The Papal Mass was expected to draw 500,000 people to Randwick and surrounds - the biggest crowd ever assembled in Australia, according to organisers.
The Pope had a bird's eye view of the faithful when he flew over Royal Randwick Racecourse in a helicopter on Sunday before doing a lap of the racecourse in his Popemobile.
The mass has incorporated aspects of the Pacific region, with young men from Fiji - in traditional dress - escorting the holy gospel to the altar. His Holiness officiated over the sacrament of confirmation for 24 adults, two from each Australian state and the other 12 from around the world, during the mass.
"As we pray for the confirmands, let us ask that the power of the Holy Spirit will revive the grace of our own confirmation," the pontiff said.
"May he pour out his gifts in abundance on all present, on this city of Sydney, on this land of Australia and on all its people."
He said the events during World Youth Day had provided a wonderful, spiritual experience.
"Here in Australia, this `great south land of the Holy Spirit', all of us have had an unforgettable experience of the spirit's presence and power in the beauty of nature," the Pope said in his homily.
"We have seen the church for what she truly is: the body of Christ, a living community of love embracing people of every race, nation and tongue, of every time and place, in the unity born of our faith in the risen Lord."

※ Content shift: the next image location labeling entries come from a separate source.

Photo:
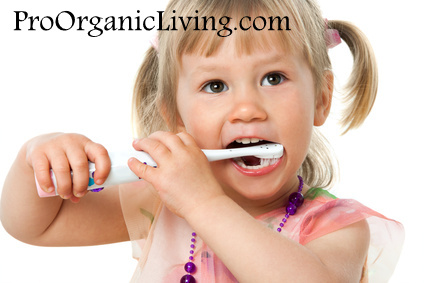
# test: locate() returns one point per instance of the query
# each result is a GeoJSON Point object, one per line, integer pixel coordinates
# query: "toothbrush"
{"type": "Point", "coordinates": [120, 173]}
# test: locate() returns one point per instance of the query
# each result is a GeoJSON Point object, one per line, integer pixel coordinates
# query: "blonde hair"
{"type": "Point", "coordinates": [154, 100]}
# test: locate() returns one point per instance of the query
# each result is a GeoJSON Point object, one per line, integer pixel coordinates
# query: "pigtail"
{"type": "Point", "coordinates": [145, 115]}
{"type": "Point", "coordinates": [361, 88]}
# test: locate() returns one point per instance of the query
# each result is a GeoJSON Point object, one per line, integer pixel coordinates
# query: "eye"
{"type": "Point", "coordinates": [272, 79]}
{"type": "Point", "coordinates": [215, 87]}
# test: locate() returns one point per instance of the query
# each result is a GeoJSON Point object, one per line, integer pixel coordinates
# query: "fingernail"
{"type": "Point", "coordinates": [68, 196]}
{"type": "Point", "coordinates": [79, 195]}
{"type": "Point", "coordinates": [49, 190]}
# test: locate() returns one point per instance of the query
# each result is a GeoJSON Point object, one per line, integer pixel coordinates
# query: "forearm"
{"type": "Point", "coordinates": [251, 251]}
{"type": "Point", "coordinates": [23, 213]}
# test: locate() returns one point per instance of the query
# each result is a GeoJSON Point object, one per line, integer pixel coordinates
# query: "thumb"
{"type": "Point", "coordinates": [142, 170]}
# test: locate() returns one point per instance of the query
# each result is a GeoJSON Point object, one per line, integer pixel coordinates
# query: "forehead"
{"type": "Point", "coordinates": [243, 42]}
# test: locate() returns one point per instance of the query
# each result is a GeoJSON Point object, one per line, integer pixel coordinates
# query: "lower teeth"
{"type": "Point", "coordinates": [265, 162]}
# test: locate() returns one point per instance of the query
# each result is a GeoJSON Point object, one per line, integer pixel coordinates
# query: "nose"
{"type": "Point", "coordinates": [247, 106]}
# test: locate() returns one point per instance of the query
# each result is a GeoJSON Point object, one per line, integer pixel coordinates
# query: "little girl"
{"type": "Point", "coordinates": [239, 220]}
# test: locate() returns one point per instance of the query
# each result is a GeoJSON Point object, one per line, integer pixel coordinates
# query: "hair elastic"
{"type": "Point", "coordinates": [332, 36]}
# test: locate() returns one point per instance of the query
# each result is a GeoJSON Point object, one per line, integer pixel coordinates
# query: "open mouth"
{"type": "Point", "coordinates": [251, 162]}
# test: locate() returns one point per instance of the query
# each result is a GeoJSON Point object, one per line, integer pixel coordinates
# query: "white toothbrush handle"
{"type": "Point", "coordinates": [120, 173]}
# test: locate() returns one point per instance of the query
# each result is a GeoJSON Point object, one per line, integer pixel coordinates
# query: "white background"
{"type": "Point", "coordinates": [67, 81]}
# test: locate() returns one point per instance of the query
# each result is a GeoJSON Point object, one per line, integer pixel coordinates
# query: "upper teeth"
{"type": "Point", "coordinates": [248, 140]}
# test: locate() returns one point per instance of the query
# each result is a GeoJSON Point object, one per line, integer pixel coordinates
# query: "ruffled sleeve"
{"type": "Point", "coordinates": [326, 214]}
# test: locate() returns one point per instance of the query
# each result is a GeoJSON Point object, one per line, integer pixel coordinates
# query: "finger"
{"type": "Point", "coordinates": [187, 139]}
{"type": "Point", "coordinates": [41, 167]}
{"type": "Point", "coordinates": [79, 165]}
{"type": "Point", "coordinates": [142, 170]}
{"type": "Point", "coordinates": [98, 154]}
{"type": "Point", "coordinates": [62, 172]}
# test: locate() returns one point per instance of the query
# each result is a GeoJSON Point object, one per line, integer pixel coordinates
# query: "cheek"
{"type": "Point", "coordinates": [198, 122]}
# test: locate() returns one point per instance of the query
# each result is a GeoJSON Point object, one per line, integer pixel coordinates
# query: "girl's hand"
{"type": "Point", "coordinates": [63, 153]}
{"type": "Point", "coordinates": [183, 177]}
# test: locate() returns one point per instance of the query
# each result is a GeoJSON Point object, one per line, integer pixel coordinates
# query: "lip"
{"type": "Point", "coordinates": [257, 172]}
{"type": "Point", "coordinates": [249, 137]}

The spiritual leader of the world's Catholics spent several hours with more than 235,000 pilgrims who camped out under the stars at Randwick after making 9km pilgrimage across the Sydney Harbour Bridge and through the city streets.
The pilgrimage was one of a number of World Youth Day events that brought Sydney to a standstill in the past week, including the spectacular Stations of the Cross and the Pope's official arrival via a Sydney Harbour boat-a-cade.
Apology to sex abuse victims
On Saturday, the Pope apologised to people sexually abused by members of the clergy in Australia.
He raised the issue during a ceremony to consecrate the altar of St Mary's Cathedral in Sydney.
"Here I would like to pause to acknowledge the shame which we have all felt as a result of the sexual abuse of minors by some clergy and religious in this country," the Pope said.
"Indeed I am deeply sorry for the pain and suffering the victims have endured and I assure them that, as their pastor, I too share in their suffering. These misdeeds, which constitute so grave a betrayal of trust, deserve unequivocal condemnation. They have caused great pain, they have damaged the church's witness."
The Pope called on his audience of 3,400 people, including Sydney Archbishop Cardinal George Pell, bishops, seminarians, and religious and school groups, to work together in "combatting this evil".
"Victims should receive compassion and care, and those responsible for these evils must be brought to justice," he said.